Wilson snorted. "You must have had the chopper land you on the ridge in spite of orders." He reached for the gauge. Troy and Alec exchanged smiles. The old man had received a full report of the conditions in the Sawtooths together with a check on their activities at least an hour ago. He knew what they had to contend with to switch the gauge—and he knew they knew he was just barking.
"Another one of the transmitters shot again," he muttered. Wilson punched the intercom on his desk. "Shiver," he called, "get up here and get this radiation gauge you said was so good."
In the communications repair section three levels underground, the senior comm tech snapped out a fast "yessir" and bolted for the door.
"What did you leave up there?" Wilson asked.
"We put a CS gauge thirty feet from the survey point," Troy said. "It was working fine and it's on a flat shelf with virtually the same pack and strata formation this one came out of."
"What's it look like up there," Wilson asked. The supervisor was nearing the end of forty years of service with Snow Hydrology and in his early days, the last vestiges of the crude "man-on-the-spot" surveys were still in operation.
Despite loud and emphatic defense and reliance on the new and complex techniques of electronic measurements, he still felt the need to feel the texture of the snows himself and to observe with his own eyes the sweep of the snow pack molded against the shoulder of a towering crag. Chained to the desk by responsibility, he used the eyes of his junior engineers and surveyors to keep a semblance of the "seat of the pants" technique of forecasting that he had lived with and lived by.
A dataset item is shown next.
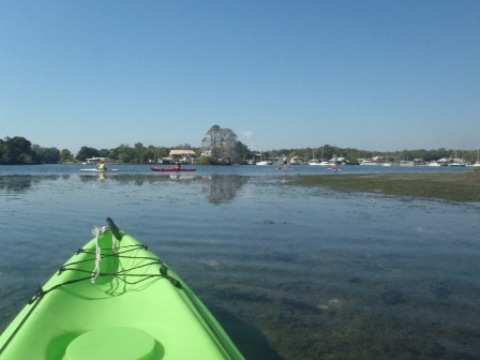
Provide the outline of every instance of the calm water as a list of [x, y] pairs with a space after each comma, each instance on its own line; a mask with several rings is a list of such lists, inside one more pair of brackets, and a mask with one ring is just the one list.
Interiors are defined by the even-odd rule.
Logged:
[[[289, 185], [317, 167], [80, 168], [0, 166], [0, 330], [111, 216], [247, 358], [480, 358], [480, 203]], [[342, 173], [368, 171], [432, 169]]]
"The pack is good," Alec reported, "and what we saw of the south slopes is holding well. It was snowing from the time we got into the area until we pulled out this morning, so we didn't really get a long sighting. But what we saw looked fine."
The old man nodded with satisfaction. "You two go get out of that field gear and then report back here in an hour. We've got a staff conference and I want you two in on it." He dismissed them with a wave of his hand and went back to the reports piled on his desk.